Dans la longue attente du change de train à Munich, je lis les vers que j’ai transcrits de la Kaiserchronik :

“Der chunich wart hart ubele gevar.

Mercurjus chêrte ingegen im dar,

niemen newesse wannen iz gescach:

den chunich er durch den pûch stach.

Juljânus viel nider tôt…”

Pour moi c’est du chinois, j’interromps la lecture et je referme tout, un peu démoralisé : cet allemand de l’haute moyen âge est plus loin de l’allemand actuel que le latin de l’italien. Je n’ai plus envie de lire du tout et je n’ai même pas faim, et cela est bien rare. La nuit je dors très bien dans mes draps en papier, car la couchette est vide : il est évident que tout le monde y va, mais moins volontiers ils rentrent de l’Allemagne.

Dimanche 25 Juillet

A mon réveil le train est en gare de Boulogne depuis un moment ; je m’habille rapidement. Le contrôleur, plus gentil de son prédécesseur, m’offre un café et un petit gouter : j’accepte volontiers, même si mon petit déjeuner préféré est avec une tranche de pizza.
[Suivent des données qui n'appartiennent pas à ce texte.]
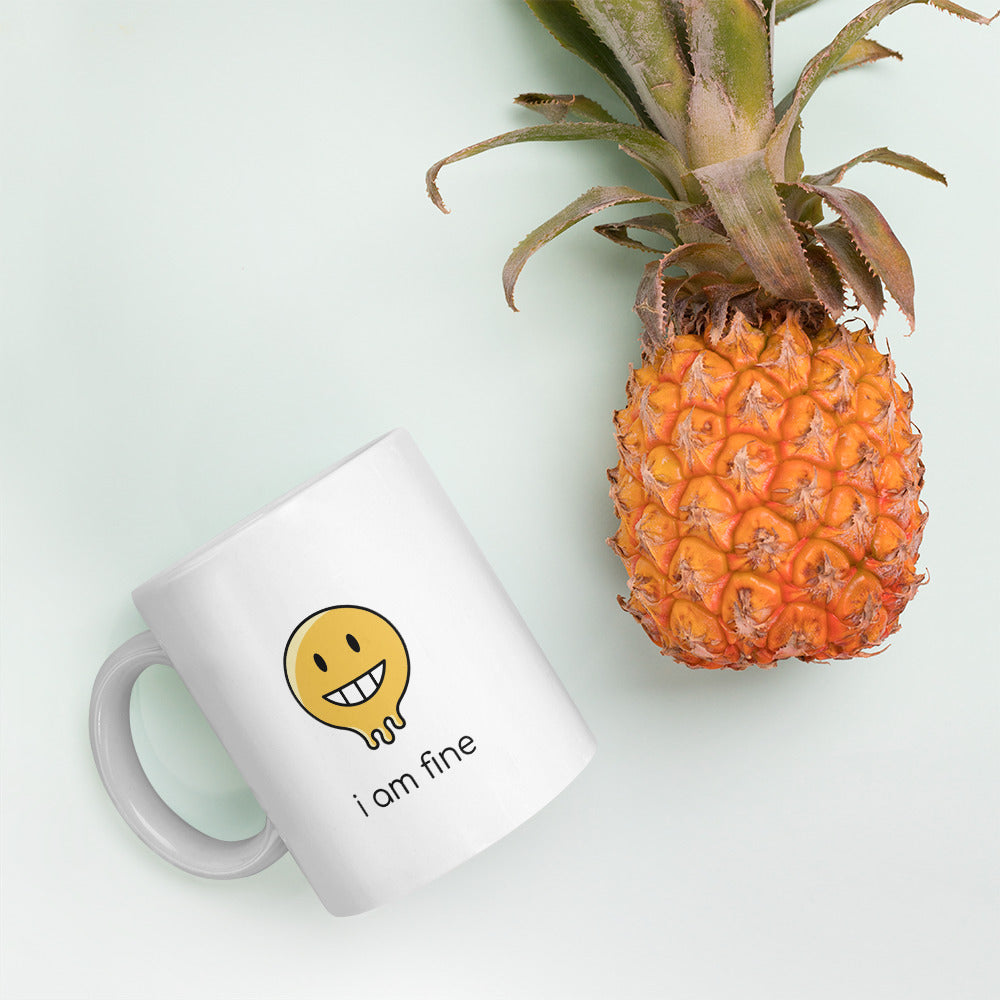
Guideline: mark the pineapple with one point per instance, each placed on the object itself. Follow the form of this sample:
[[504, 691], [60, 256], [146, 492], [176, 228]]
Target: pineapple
[[769, 473]]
Quand je descends à S. Maria Novella à 06.30 il fait déjà 30 degrés ; des 15 de Regensburg le choc thermique est remarquable : heureusement je n’ai jamais souffert la chaleur, mais le froid me rend triste. Je reprends ma voiture et je cours à travers la ville : c’est peut être car il est dimanche que tous les boulevards sont vides. Tandis que dans l'autoroute j'écoute la radio, toujours sur la chaine Radio Italia, je me souviens de quelqu’un qui peut m’aider à traduire ce texte.

Je baisse le volume et je connecte mes écouteurs au portable : « Valeria, salut. C’est Francesco, ça va ? »

« Oui et toi ? » réponds mon ex ‘‘collègue de mésaventures’’ de l’Université.

« Tout va bien ? Ça fait un moment qu’on ne se parle pas. »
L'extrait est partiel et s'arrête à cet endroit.